To the Editors of the CRIMSON:
Black students at Harvard have demanded better pay for black painters, more employment for black workers, wider opportunities for black contractors. I think that these are right and just demands, and I hope Harvard meets them.
But I think a much larger situation exists of which these are only symptoms. While the student demands and the negotiations and the threats of discipline are holding the stage, this larger situation may happen almost unawares, with the faculty knowing nothing about it, and then it will be too late to repair, if isn't too late already.
The black students at Harvard are an indissoluble part of the black community. They would not have it otherwise even if they could. They didn't come to Harvard to become part of the white world, but in the hope of becoming a more significant part of the black world. When that black world has achieved its proper place and dignity, perhaps they'll be able to relax and not let it make so much difference any more. But for that to happen. it won't be just they who will change. We will have to change perhaps even more.
I don't think Harvard quite realized, or realizes now, that in taking black students and black faculty members, it took a stake in the black community. That may not be what it intended or wants to do: but it can't do the one without the other.

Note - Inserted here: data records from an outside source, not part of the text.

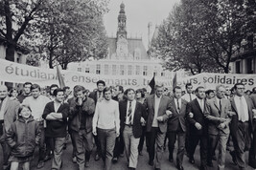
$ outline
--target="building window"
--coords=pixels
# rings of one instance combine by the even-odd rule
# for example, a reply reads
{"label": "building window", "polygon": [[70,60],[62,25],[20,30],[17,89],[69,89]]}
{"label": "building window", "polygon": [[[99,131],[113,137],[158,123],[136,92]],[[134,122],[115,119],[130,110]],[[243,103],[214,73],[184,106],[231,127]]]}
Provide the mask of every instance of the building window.
{"label": "building window", "polygon": [[132,74],[132,66],[128,65],[128,74]]}
{"label": "building window", "polygon": [[90,73],[90,68],[85,67],[85,73],[86,73],[86,74],[89,74],[89,73]]}
{"label": "building window", "polygon": [[104,73],[105,73],[105,74],[108,74],[108,65],[107,64],[105,64],[104,66]]}
{"label": "building window", "polygon": [[236,74],[240,74],[241,72],[240,72],[240,63],[241,63],[241,61],[237,61],[236,62]]}
{"label": "building window", "polygon": [[140,66],[136,66],[136,74],[140,74]]}
{"label": "building window", "polygon": [[120,74],[124,75],[125,74],[125,66],[120,65]]}
{"label": "building window", "polygon": [[116,65],[112,65],[112,74],[116,74]]}
{"label": "building window", "polygon": [[96,74],[101,74],[101,64],[96,64]]}
{"label": "building window", "polygon": [[147,75],[147,74],[148,74],[148,67],[143,66],[143,75]]}
{"label": "building window", "polygon": [[253,74],[253,59],[248,58],[246,59],[247,62],[247,74]]}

I have black students in my course. I don't think they are working at it. But that isn't because they are copping out. Still less is it that they lack talent. It's that they are too busy working on their things rather than our things.
So I don't think the big problem has much to do with confrontations and disciplinary responses. It seems to me possible that a fraction-a third, perhaps even a half-of our black students have been working on things other than their courses. Examinations are about to begin. Will they pass them? Will they even take them? And what if they don't?
I said these things to a black minister from Roxbury. He just smiled and said, "Don't worry. They're not copping out. They'll get along. Harvard is probably not the right place for them. They'll find the right place one of these days."
About two years ago a black man surprised me by saying, "Civil rights isn't a black problem. It's a white problem. We know our rights: it's you who don't."
That's pretty much the way it is with educating black students right now. They know their needs and are determined to find solutions. If they now walk away from us, it will be we who have failed. I am not sure we have the time or the capacity to hold them; but it would be good to try.